Chronic administration of a Ginkgo biloba leaf extract facilitates acquisition but not performance of a working memory task.

RATIONALE: Ginkgo biloba leaf extracts have been shown to improve learning and memory when administered chronically prior to the learning phase. However, the influence of Ginkgo on learning without prior chronic treatment and on memory per se (i.e., post-training administration) is less clear. Thus, experiment 1 investigated the influence of Ginkgo on acquisition, and experiment 2 examined the acute and chronic effects of Ginkgo on memory in rats using a food-reinforced two-component double Y-maze task. MATERIALS AND METHODS: In experiment 1, 17 rats were treated daily with a standardized G. biloba extract (13.75 mg/kg, i.p.) or vehicle 30 min prior to daily maze training for 14 days. In experiment 2, 12 rats received 24 training trials daily, then received Ginkgo (0, 0.25, 2.5, 13.75, or 25 mg/kg, i.p.) 30 min prior to each test session.

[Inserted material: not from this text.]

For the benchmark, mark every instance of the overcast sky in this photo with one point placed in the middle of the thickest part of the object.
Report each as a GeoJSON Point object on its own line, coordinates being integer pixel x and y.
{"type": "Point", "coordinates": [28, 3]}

Subsequently, the same rats received daily injections of either Ginkgo (13.75 mg/kg, i.p.) or its vehicle. Memory was tested after 10 and 20 days of drug treatment, once under the influence of the drug and once in a drug-free state. RESULTS: In experiment 1, Ginkgo-treated rats reached the training criteria significantly faster and made fewer errors. In experiment 2, post-training Ginkgo administration did not enhance memory. DISCUSSION: Taken together, results demonstrate that repeated daily pre-session Ginkgo injection subtly facilitates acquisition of a spatial working memory task, but neither acute nor chronic post-training exposure enhances spatial working memory. We conclude that ongoing Ginkgo administration does not offer any continued beneficial effects in an already-learned working memory task.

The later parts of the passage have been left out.